TO SOCIETIES THAT SUPPORT FEMALE GENITAL MUTILATION: WOMEN ARE NOT YOUR PROPERTY! by Fahima Abdi Ali
|Posted by [email protected] on January 28, 2018 at 4:25 PM|
I was just 8 years old when I learned that Female Genital Mutilation (FGM) was the fate of every girl in my society. I did not know the specifics. I was only told that if it were done to me, I was going to be loved by God.
According to the United Nations Population Fund, FGM, also known as female circumcision, is a practice in which some or all external female genitalia is cut for cultural purposes, not medical reasons. Around the world, there are about 200 million girls and women who have undergone this process.
The details of FGM are not something that the people leading the practice want to talk about because they are not nice to hear and are apparently too inconsequential to take into account before creating decisions that permanently affect the livelihood of girls. But these details are not actually inconsequential because if they were, addressing the mental and physical harm that comes from FGM would not be a threat to patriarchal societies. Girls who endure FGM get most of their vaginas sewn up, making them incapable of having sex. A very small hole is left for girls to pee and get their periods. It is unethical and oppressive to sew women up as an attempt to reserve them as pure gifts for men.
The procedure of FGM is not like going to a hospital and having a needle poked at you. In Somaliland, a woman comes to your house with knives and strings and, without any anesthesia, starts cutting your vagina. One day I woke up to see a woman with a bag full of equipment—she was there to mutilate my sisters and me.

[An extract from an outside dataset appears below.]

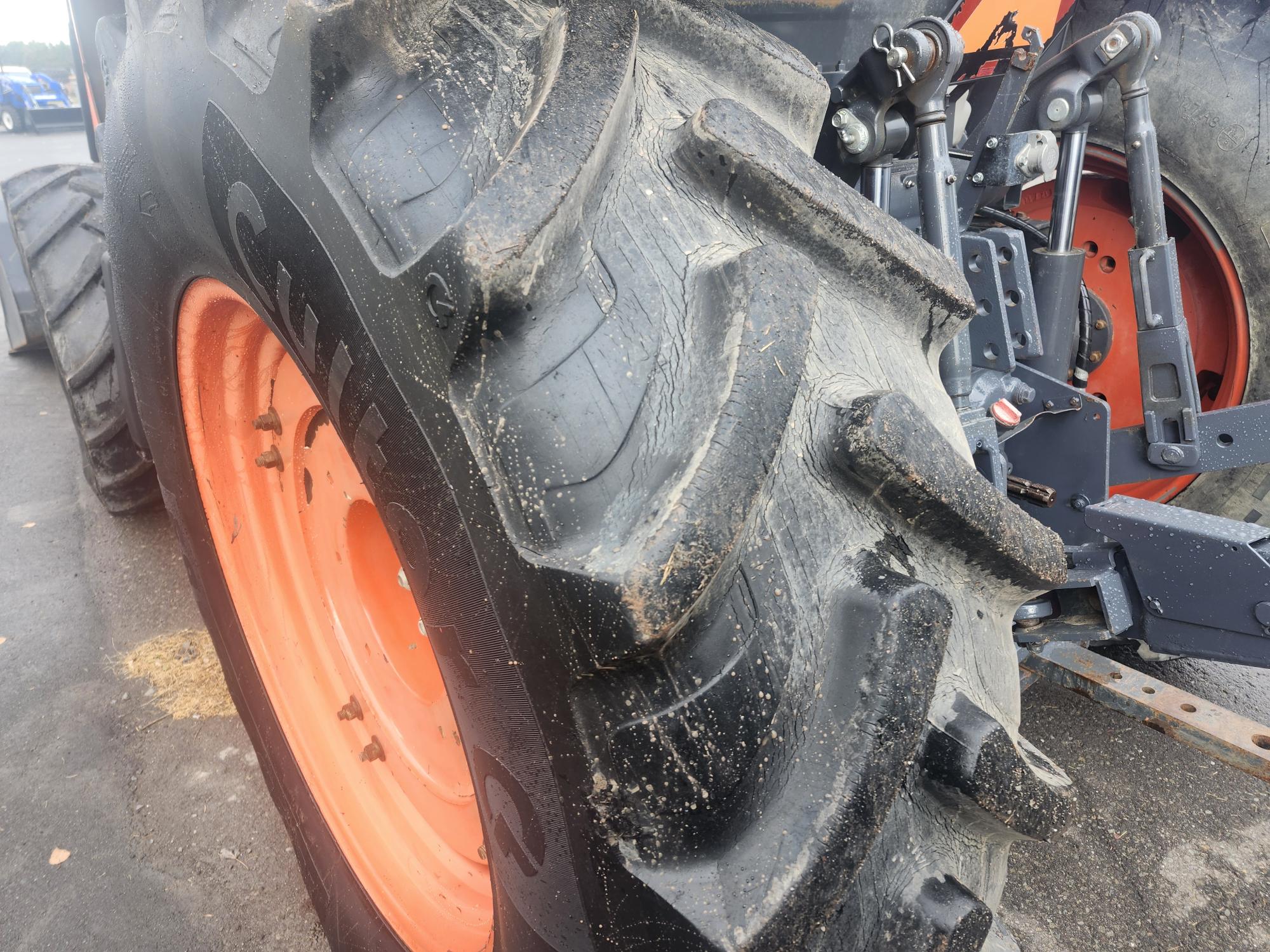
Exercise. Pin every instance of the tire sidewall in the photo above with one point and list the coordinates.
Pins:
(168, 229)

In many cultures, people practice FGM thinking that it increases the chances of a girl getting married. FGM “preserves” virginity as women are not capable of having sex until they get married and are “reopened” again. To preserve the “femininity and modesty” of girls, certain cultures cut the body parts of girls that are seen as “unclean and feminine” (World Health Organization). Additionally, FGM in many communities is “believed to reduce a woman’s libido and therefore believed to help her resist extramarital sexual acts” (WHO).
I was always told that mutilating girls was something that Allah decrees in his Quran, and I wondered why Allah would wish something painful upon his children. I eventually acclimated to the idea that eternal happiness was contingent on unconditional respect and obedience to Allah’s word. However, FGM turned out to be not a religious concept, but a societal custom forced on me and many other girls around the world.
First, the Quran never mentions anything about female genital circumcision. In fact, a verse in the Quran states, “Abandon all harm, whether committed openly or indiscreet.” (7:33). This act of doing no harm to anyone is one that directly condemns FGM. More importantly, in most cases it is a harm imposed on girls and women by others and not a choice made by the victims. This procedure needs to end because, understood properly, the Quran not only discourages it, but forbids it. Furthermore, this procedure is violent and women do not get to choose. FGM is not making women pure, but making them into property. It is used to control women’s sexual desires, actions, and bodies and religion is only used as an excuse to justify this abhorrent practice. Religion was meant to correct and guide humans, but humans do the opposite: they try to control and alter religion so that it fits their desires.
I spent 10 years going to a Quran school where I have learned that no, Allah never instructed us to mutilate girls. Even if religion permitted FGM, religion does not force people to undergo this procedure. Everything is a choice and girls should have the right to choose what they want. FGM needs to end because it is very violent towards women.
Dear men, women are not your property for you to use however you desire.
Fahima Ali is from Somaliland, Somalia. She is a freshman at Columbia College, majoring in human rights and concentrating in business management. She is passionate about women’s rights and children’s rights and loves advocating for women and children. She loves NYC and cannot wait to explore all the magnificent museums and different cultures the city has to offer.